In this study, we present three carefully designed experiments to investigate whether LLMs possess human-like working memory for processing information and generating responses. Across all experiments, the results reveal a consistent pattern: LLMs do not exhibit behavior indicative of a functional working memory. They fail to internally represent and manipulate transient information across multiple reasoning steps, relying instead on the immediate prompt context. Even advanced prompting strategies, such as CoT prompting, yield only marginal improvements on tasks requiring internal state management. This limitation leads to unrealistic responses, self-contradictions, and an inability to perform mental manipulations. We hope these findings encourage future research on integrating working memory mechanisms into LLMs to enhance their reasoning capabilities and human-likeness.

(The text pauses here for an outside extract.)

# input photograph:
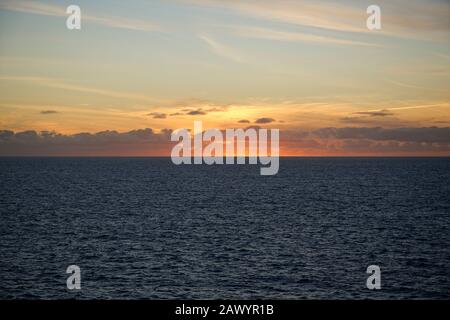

在本研究中，我們精心設計了三個實驗來探究大型語言模型（LLMs）是否具備類似人類的工作記憶來處理信息和生成回應。在所有實驗中，結果呈現出一致的模式：LLMs 并未表現出具有功能性的工作記憶的行為特征。它們無法在多個推理步驟中內部表示和操作瞬時信息，而是依賴于即時的提示上下文。即使采用先進的提示策略，如鏈式思維（CoT）提示，在需要內部狀態管理的任務上也僅能帶來微小的改進。這種局限性導致了不切實際的回應、自相矛盾以及無法進行心理操作。我們希望這些發現能鼓勵未來的研究將工作記憶機制整合到 LLMs 中，以增強其推理能力和類人特性。